I may be kind, I may be a Good
Samaritan, I may be the highest donor in church, I may carry the cross for
Jesus, I may even chose to suffer persecution but the moment I begin to feel
bitter towards others, the moment I begin to ask why my fellow Christians are
not doing as much as I think I am doing, it is like I am spoiling my good
works. It is like winning a gold trophy only to start covering it again with
bronze. It is like wearing a white garment only to start walking in the mud. Bitterness
towards others spoils my goodness.
Note that Jesus does not condemn
Martha, he only makes her understand that by complaining; she is no longer at
the top. The better part is the part where I work for God and be at his
presence without ever putting my eye on others. The better part is that I find
joy in what I do as a Christian, as a priest, as a married man or whatever my
state in life may be. I may be a contemplative, I may be a secular person, I may
be a religious, I may be whatever, but what makes my part better is that I am
happy and content and I am not looking out for whether or not someone else is
better or worse than myself.
Consider what St. Paul says in the
second reading today, “Now, I rejoice in my sufferings for your sake, and in my
flesh I am completing what is lacking in Christ's afflictions for the sake of
his body, that is, the church.” Colossians 1, 24. It is one thing to suffer for
the sake of Christ, it is a completely different thing to rejoice in my
suffering. If I cannot find inner joy in offering myself as a sacrifice by
helping others, then what is the point? Imagine that after Abraham received the
men and while they were eating and drinking, he went inside and starting
reigning insults on them, calling them gluttons and opportunists who came from
nowhere to take his food away. Just imagine that. Imagine that as they were eating,
he came and complained about Lot his neighbour who might have probably seen
them but refused to welcome them as he did. Do you think the men would have
been happy with Abraham?
It is not enough that I suffer for
Christ’s sake, I must find a way to rejoice in my suffering. I must look beyond
what people do to me and see heaven waiting for me. I must find a way to
forgive people rather than carry an everlasting pain in my heart. When I pray, I
must find a way to avoid having to report other people like Martha did.
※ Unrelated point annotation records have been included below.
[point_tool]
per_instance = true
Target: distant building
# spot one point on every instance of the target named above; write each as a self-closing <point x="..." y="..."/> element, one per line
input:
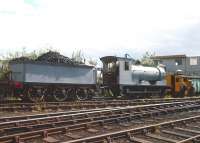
<point x="189" y="65"/>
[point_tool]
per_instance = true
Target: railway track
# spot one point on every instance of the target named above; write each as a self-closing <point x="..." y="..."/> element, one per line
<point x="186" y="130"/>
<point x="55" y="106"/>
<point x="93" y="125"/>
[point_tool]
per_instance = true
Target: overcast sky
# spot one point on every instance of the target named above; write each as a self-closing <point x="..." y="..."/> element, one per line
<point x="101" y="27"/>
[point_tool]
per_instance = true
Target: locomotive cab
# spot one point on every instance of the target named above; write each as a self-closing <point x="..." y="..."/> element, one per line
<point x="115" y="69"/>
<point x="124" y="78"/>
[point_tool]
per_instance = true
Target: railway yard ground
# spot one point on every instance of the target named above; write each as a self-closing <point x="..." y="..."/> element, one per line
<point x="171" y="120"/>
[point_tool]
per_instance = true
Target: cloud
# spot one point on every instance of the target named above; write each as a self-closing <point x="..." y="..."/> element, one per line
<point x="99" y="28"/>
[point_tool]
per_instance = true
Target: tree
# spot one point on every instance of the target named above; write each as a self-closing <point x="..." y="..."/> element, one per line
<point x="92" y="62"/>
<point x="147" y="60"/>
<point x="78" y="56"/>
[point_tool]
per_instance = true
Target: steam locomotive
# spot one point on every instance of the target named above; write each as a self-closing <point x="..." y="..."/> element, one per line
<point x="38" y="81"/>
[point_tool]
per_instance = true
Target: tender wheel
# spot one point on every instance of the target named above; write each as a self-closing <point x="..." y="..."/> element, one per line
<point x="60" y="94"/>
<point x="35" y="94"/>
<point x="81" y="94"/>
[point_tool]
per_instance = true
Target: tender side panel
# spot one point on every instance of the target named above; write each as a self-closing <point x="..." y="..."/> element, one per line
<point x="59" y="74"/>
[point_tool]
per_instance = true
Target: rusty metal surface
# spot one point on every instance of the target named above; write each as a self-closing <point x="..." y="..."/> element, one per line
<point x="100" y="124"/>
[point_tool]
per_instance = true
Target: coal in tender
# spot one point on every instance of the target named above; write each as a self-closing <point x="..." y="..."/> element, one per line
<point x="54" y="57"/>
<point x="21" y="59"/>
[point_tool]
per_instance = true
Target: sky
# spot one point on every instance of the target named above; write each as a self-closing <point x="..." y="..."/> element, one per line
<point x="101" y="27"/>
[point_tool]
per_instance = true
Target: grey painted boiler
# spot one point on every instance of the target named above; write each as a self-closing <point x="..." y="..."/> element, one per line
<point x="143" y="73"/>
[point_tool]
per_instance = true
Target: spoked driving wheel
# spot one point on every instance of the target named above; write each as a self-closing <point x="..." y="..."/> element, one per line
<point x="60" y="94"/>
<point x="35" y="94"/>
<point x="81" y="94"/>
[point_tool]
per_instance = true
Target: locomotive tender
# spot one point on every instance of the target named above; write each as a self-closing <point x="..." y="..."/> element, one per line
<point x="37" y="81"/>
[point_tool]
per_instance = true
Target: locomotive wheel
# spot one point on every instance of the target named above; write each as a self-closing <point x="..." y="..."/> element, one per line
<point x="60" y="94"/>
<point x="35" y="94"/>
<point x="81" y="94"/>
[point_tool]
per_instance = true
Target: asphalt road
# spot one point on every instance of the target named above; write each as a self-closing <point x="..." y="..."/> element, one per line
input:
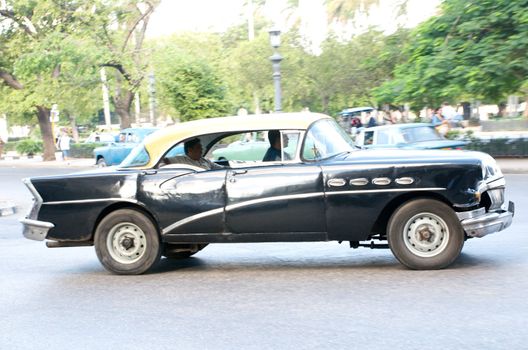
<point x="263" y="296"/>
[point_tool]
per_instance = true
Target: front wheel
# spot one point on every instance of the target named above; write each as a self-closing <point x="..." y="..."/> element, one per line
<point x="127" y="242"/>
<point x="425" y="234"/>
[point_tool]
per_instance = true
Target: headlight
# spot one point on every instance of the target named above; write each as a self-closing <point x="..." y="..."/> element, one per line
<point x="490" y="168"/>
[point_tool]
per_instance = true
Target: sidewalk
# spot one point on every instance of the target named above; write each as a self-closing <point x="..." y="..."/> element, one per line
<point x="37" y="162"/>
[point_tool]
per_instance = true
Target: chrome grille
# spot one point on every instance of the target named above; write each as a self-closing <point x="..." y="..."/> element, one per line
<point x="496" y="196"/>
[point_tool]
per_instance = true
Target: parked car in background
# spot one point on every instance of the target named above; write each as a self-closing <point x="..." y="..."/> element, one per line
<point x="116" y="151"/>
<point x="406" y="136"/>
<point x="350" y="118"/>
<point x="423" y="205"/>
<point x="101" y="137"/>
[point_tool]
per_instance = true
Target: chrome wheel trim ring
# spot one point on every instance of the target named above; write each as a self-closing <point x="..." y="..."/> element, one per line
<point x="426" y="235"/>
<point x="126" y="243"/>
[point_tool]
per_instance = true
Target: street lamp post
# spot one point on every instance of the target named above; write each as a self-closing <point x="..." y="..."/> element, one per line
<point x="275" y="59"/>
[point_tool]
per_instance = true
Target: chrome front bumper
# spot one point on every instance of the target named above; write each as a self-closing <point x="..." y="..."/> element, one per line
<point x="36" y="230"/>
<point x="479" y="223"/>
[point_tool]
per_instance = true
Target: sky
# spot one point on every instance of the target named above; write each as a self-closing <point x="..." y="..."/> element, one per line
<point x="174" y="16"/>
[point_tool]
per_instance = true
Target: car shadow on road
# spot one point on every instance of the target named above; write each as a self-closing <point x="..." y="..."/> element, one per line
<point x="197" y="264"/>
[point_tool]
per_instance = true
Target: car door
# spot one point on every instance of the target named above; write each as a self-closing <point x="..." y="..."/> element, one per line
<point x="185" y="201"/>
<point x="285" y="201"/>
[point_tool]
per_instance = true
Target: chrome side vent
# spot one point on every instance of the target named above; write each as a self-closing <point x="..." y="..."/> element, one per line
<point x="381" y="181"/>
<point x="404" y="180"/>
<point x="336" y="182"/>
<point x="361" y="181"/>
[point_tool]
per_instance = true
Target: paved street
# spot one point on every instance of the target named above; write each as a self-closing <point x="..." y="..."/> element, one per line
<point x="263" y="296"/>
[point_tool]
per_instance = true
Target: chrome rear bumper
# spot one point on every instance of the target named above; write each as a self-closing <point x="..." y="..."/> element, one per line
<point x="36" y="230"/>
<point x="479" y="223"/>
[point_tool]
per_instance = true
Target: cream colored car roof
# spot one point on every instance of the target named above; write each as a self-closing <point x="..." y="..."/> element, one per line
<point x="158" y="142"/>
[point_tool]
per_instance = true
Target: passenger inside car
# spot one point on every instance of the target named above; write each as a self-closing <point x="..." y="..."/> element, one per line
<point x="275" y="151"/>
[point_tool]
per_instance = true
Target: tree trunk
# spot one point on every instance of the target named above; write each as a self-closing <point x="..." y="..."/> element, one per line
<point x="502" y="109"/>
<point x="525" y="113"/>
<point x="73" y="124"/>
<point x="122" y="107"/>
<point x="326" y="102"/>
<point x="46" y="132"/>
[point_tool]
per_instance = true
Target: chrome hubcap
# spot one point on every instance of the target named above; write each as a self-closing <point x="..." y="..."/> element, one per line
<point x="126" y="243"/>
<point x="426" y="235"/>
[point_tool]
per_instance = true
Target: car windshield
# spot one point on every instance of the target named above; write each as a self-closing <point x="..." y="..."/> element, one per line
<point x="137" y="157"/>
<point x="421" y="134"/>
<point x="324" y="139"/>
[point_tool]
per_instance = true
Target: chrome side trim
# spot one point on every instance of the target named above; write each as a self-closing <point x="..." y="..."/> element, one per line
<point x="387" y="190"/>
<point x="92" y="201"/>
<point x="381" y="181"/>
<point x="404" y="180"/>
<point x="272" y="199"/>
<point x="191" y="219"/>
<point x="33" y="212"/>
<point x="361" y="181"/>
I must
avoid having to paint others in a bad light like the Pharisee who went to the temple
to pray: “God, I thank you that I am not like other people: thieves, rogues,
adulterers, or even like this tax collector. I fast twice a week; I give a
tenth of all my income.” Luke 18, 11 to 12. Each time I do that, I am turning
my golden trophy into bronze.
Let us Pray:
Lord Jesus, teach me how to
find joy in whatever good I do so that it may actually count on my behalf. Free
me from all bitterness and comparison with others. Amen
Good
morning. Be Happy. Live Positive. Have Faith. It is well with you. Happy Sunday.